The museum's charter says: 'Keeping the memory
of the atrocities committed on Cambodia soil alive is the key to build a
new strong and just state.'
Prosecution of some of the jailers continues today.
But,
fortunately, there are happier experiences to be had in Phnom Penh. A
gem of a city, it was once known as the 'Pearl of Asia'.
It has
risen from the ashes of Pol Pot's Khmer Rouge regime to boast some of
Asia's most beautiful modern architecture. Its busy, crowded streets are
filled with the roar of motorbikes that somehow thread their way among a
moving mass of cars, buses and trucks.
The contrast between the
squalor and horror of the Tuol Sleng museum and the glimmering spires of
the Royal Palace could not be greater. Showing striking similarity to
the ornate, gold palace in Bangkok, it is hidden behind protective walls
and dominates the city skyline.
The palace is home to King Sihamoni but some of the buildings - including the fabulous Silver Pagoda - are open to the public.
The
floor of the pagoda is covered in more than 5000 silver tiles each
weighing 1kg. You can't walk on it but you can get a peek from the
entrance. The pagoda stands in the groomed gardens and lawns of the
palace.
Built of wood in 1892 and rebuilt in 1962, it was
preserved by the Khmer Rouge to show the world the regime cared about
conserving Cambodia's culture.
However, more than half the pagoda's invaluable contents were lost, stolen or destroyed at that time.
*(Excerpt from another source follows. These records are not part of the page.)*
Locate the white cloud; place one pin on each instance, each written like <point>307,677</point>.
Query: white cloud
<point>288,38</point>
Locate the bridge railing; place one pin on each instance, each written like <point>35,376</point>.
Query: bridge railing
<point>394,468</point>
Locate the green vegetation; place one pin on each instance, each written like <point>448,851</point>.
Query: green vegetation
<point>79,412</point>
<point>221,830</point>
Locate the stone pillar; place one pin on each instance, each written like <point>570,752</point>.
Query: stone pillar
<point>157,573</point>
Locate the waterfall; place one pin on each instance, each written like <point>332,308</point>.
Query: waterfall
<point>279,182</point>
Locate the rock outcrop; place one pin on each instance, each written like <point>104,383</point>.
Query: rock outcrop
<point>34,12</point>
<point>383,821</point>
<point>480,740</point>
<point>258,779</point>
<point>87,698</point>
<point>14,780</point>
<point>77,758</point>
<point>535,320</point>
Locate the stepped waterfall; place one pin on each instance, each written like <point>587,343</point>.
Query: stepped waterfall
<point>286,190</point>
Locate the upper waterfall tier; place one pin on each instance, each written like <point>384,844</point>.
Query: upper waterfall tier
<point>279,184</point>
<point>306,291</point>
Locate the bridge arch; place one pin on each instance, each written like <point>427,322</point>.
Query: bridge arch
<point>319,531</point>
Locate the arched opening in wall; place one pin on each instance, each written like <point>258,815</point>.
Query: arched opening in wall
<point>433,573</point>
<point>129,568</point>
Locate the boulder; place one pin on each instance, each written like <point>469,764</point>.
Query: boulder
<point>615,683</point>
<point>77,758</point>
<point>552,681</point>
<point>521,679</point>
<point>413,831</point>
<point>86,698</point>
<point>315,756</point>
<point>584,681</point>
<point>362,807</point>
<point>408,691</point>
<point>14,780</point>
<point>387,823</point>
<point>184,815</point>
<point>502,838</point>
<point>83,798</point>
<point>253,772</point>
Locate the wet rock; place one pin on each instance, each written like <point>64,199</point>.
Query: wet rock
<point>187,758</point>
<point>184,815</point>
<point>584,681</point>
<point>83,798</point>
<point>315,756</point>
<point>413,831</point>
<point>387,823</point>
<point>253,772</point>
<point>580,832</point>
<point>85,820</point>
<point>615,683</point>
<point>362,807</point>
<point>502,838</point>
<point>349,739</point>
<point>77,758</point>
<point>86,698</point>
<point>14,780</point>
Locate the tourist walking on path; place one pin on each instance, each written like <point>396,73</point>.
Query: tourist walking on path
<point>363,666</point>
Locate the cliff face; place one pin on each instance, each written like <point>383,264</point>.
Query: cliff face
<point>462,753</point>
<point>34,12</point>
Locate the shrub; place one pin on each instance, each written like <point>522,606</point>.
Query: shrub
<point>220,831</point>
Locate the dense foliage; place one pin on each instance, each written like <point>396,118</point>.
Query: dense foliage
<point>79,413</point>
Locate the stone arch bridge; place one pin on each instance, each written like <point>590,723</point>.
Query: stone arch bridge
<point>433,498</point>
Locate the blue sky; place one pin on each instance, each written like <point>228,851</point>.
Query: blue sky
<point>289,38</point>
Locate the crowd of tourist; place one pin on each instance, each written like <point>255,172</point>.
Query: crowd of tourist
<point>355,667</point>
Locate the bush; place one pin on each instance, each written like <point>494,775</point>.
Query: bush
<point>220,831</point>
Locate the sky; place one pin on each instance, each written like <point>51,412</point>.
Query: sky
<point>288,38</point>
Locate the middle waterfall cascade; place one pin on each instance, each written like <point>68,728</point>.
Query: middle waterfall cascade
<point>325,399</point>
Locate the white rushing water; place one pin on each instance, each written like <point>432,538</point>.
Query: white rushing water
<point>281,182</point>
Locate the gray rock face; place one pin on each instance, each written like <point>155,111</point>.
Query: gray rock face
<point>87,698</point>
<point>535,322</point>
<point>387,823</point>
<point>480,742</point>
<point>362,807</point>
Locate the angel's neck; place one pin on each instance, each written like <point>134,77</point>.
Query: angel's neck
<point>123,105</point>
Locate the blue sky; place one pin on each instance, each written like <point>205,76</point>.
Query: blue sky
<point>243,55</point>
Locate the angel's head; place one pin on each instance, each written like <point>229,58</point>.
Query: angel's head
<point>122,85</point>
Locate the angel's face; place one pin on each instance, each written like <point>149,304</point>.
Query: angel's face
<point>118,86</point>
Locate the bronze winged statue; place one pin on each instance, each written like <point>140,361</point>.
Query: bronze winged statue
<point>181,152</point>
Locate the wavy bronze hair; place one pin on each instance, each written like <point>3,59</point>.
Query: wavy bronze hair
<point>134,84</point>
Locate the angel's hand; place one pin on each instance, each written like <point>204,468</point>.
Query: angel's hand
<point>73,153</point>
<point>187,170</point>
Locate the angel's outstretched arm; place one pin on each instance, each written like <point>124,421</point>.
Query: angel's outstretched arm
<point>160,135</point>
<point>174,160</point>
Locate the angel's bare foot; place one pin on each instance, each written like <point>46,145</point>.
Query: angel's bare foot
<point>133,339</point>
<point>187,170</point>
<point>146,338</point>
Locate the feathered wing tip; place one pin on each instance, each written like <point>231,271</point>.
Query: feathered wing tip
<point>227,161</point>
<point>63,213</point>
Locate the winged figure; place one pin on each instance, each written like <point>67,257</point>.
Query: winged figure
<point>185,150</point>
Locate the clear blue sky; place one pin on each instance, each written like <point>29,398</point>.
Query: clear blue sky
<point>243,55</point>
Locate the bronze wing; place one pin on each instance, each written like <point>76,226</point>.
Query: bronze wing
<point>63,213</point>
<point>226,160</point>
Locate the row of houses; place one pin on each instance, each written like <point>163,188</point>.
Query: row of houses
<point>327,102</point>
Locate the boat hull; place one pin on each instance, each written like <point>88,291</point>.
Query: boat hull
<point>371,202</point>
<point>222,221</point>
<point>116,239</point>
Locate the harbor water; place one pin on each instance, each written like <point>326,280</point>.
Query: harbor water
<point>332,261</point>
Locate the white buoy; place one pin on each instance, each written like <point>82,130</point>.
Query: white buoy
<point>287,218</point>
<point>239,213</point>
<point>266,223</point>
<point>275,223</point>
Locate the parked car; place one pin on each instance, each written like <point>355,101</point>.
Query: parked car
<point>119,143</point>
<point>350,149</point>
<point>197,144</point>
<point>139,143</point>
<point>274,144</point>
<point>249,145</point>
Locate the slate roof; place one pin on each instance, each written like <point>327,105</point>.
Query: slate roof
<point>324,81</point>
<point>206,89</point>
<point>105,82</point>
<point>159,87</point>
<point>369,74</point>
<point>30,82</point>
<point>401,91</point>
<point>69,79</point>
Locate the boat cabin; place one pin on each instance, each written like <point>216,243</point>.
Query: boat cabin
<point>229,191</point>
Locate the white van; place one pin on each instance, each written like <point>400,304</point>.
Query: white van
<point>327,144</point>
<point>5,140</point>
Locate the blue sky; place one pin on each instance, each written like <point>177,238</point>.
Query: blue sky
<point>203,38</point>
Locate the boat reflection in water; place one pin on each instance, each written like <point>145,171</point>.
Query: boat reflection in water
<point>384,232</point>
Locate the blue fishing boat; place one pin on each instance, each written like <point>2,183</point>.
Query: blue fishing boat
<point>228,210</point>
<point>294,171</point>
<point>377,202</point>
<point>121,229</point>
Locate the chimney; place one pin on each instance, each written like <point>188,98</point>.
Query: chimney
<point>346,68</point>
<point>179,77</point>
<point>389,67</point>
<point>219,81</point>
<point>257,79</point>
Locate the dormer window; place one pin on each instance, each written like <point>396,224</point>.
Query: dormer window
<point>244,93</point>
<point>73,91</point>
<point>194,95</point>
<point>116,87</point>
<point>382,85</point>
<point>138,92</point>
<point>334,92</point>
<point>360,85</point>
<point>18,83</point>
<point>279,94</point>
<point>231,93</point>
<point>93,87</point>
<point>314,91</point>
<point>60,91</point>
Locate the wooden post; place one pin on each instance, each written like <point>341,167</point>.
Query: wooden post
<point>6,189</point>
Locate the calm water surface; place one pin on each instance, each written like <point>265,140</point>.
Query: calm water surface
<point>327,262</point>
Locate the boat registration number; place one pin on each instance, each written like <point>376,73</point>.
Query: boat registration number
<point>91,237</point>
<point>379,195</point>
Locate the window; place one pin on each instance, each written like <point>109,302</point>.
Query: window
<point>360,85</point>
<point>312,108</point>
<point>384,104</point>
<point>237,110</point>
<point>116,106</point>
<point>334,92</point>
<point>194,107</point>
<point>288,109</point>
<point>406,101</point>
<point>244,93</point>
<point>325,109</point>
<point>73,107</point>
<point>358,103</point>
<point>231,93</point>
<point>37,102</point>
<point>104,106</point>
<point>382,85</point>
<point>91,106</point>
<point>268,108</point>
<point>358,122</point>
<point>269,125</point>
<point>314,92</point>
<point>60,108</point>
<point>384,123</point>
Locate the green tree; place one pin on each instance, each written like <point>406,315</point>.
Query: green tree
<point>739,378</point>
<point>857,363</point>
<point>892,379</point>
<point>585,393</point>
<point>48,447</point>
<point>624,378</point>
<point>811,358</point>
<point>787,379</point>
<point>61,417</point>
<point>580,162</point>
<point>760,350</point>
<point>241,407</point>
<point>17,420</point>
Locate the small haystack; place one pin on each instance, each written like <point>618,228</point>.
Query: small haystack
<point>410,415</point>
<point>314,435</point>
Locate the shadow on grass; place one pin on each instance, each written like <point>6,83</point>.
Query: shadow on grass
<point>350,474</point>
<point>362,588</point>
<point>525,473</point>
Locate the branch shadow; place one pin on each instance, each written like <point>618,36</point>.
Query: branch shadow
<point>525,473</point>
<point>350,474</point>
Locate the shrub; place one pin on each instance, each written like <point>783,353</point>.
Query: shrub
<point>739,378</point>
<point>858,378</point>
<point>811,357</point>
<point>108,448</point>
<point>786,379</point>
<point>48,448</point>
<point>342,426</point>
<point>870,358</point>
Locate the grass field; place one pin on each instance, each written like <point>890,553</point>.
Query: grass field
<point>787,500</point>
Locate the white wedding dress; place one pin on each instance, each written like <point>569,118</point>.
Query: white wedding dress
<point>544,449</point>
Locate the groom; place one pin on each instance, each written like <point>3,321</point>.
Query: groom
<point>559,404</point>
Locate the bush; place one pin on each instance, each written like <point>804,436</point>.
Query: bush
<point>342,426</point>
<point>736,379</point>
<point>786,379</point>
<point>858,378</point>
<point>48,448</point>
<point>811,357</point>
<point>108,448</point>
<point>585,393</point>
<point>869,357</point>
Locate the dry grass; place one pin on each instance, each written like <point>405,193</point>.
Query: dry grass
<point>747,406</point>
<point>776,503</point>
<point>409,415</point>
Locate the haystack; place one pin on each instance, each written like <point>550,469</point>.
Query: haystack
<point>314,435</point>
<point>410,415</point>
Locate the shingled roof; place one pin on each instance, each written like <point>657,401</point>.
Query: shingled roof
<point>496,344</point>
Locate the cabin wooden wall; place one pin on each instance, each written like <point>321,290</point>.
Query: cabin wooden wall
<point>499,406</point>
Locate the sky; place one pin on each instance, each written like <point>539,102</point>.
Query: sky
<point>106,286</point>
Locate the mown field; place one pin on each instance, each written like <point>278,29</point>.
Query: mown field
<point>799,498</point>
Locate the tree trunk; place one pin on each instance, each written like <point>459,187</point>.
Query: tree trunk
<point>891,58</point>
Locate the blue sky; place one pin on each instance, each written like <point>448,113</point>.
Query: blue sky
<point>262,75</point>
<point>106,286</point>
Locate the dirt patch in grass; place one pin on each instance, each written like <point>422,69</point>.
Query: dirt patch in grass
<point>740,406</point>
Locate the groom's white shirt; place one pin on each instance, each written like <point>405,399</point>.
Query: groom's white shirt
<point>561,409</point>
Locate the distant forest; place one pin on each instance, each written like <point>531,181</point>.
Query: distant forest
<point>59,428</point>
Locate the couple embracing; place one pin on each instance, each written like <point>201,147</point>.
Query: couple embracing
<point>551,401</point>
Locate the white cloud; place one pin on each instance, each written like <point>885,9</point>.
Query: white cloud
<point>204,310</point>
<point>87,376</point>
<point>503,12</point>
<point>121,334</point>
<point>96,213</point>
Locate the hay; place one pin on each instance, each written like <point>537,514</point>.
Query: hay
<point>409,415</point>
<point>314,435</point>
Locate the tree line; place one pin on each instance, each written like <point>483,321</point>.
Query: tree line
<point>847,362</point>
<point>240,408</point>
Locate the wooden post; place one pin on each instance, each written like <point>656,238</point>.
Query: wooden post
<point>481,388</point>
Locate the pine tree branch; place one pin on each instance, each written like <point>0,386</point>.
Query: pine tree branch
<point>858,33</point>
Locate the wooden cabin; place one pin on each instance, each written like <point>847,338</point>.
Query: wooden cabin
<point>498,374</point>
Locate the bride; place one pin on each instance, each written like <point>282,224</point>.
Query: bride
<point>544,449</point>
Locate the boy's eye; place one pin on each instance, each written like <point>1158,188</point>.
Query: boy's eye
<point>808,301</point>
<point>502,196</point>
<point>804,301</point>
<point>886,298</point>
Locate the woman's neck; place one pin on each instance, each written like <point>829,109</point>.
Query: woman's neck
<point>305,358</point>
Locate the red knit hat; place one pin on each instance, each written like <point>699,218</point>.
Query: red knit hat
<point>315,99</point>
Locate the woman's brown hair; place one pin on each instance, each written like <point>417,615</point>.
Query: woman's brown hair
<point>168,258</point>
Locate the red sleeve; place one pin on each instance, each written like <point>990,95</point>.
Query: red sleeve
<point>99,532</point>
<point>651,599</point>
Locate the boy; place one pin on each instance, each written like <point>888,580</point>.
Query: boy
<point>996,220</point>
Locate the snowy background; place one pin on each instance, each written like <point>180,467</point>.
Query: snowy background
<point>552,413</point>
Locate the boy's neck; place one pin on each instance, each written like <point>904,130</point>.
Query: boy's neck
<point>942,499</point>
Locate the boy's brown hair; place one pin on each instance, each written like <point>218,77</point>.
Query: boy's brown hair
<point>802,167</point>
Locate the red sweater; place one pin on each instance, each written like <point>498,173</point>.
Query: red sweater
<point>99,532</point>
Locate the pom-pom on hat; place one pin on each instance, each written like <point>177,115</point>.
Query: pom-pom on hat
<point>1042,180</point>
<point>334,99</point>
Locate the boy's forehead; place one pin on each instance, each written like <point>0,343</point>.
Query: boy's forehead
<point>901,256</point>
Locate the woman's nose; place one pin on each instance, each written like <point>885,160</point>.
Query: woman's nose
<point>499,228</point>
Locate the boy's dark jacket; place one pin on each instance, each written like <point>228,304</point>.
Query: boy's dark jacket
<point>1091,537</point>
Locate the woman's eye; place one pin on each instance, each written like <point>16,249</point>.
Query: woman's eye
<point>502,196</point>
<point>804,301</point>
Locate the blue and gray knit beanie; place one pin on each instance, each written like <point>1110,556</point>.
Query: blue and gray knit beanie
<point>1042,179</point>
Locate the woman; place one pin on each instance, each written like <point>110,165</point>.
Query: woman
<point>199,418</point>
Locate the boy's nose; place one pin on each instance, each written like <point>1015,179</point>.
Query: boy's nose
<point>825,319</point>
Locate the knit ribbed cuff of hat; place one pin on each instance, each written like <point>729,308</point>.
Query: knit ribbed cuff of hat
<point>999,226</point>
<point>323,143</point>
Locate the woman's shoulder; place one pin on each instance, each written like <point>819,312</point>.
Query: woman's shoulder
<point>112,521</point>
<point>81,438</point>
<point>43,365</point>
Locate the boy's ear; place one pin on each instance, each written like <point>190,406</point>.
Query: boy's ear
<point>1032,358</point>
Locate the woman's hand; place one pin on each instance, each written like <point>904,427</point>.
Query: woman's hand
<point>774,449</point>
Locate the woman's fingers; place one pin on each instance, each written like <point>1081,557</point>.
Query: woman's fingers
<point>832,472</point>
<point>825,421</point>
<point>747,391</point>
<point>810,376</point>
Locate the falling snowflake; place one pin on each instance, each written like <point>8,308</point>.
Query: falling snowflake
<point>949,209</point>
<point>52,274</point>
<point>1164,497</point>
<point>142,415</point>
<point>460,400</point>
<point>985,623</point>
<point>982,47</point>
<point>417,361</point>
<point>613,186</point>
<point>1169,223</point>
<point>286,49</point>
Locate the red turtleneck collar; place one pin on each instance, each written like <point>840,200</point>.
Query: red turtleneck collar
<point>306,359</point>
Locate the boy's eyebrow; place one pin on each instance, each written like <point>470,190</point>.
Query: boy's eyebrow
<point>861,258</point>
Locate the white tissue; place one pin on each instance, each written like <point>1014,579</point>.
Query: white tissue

Two of the must-see items are the Emerald Buddha and a life-size gold Buddha decorated with 9584 diamonds.
The
city is built on a numbered grid which makes it easy to find your way,
although the building numbering can be baffling. Tuk-tuks (three-wheel
motorcycle rickshaws) are cheap and a good way to move around.
For
shopping you can't go past the Psar Tuol Tom Pong market - better known
as the Russian market, a maze of stalls selling everything from
Cambodian handicraft, locally made clothing, and foods. But don't forget
to bargain.
Watch out for bag-snatchers, particularly around the
riverfront and popular markets. Riding motorbikes, they swoop past
foreign tourists who might carelessly have a bag or a camera slung
across a shoulder. It makes for easy - and fast - pickings.
If you
are going on from Phnom Penh to see the ancient civilisation at Angkor
Wat - or even if you are not - a good place to bone up on Cambodia's
history of sculptures, pottery and bronzes is the National Museum of
Cambodia. The building itself is a graceful terracotta structure with a
central courtyard.
Finish the day off on a sunset cruise on the Mekong River from which you get a great view of the magnificent Royal Palace.
Best time to visit Cambodia is in the cooler season, from November to March.
IF YOU GO: A four-day Helen Wong Phnom Penh/Koh Kong tour costs from $AUD1090 per person, twin share (land only).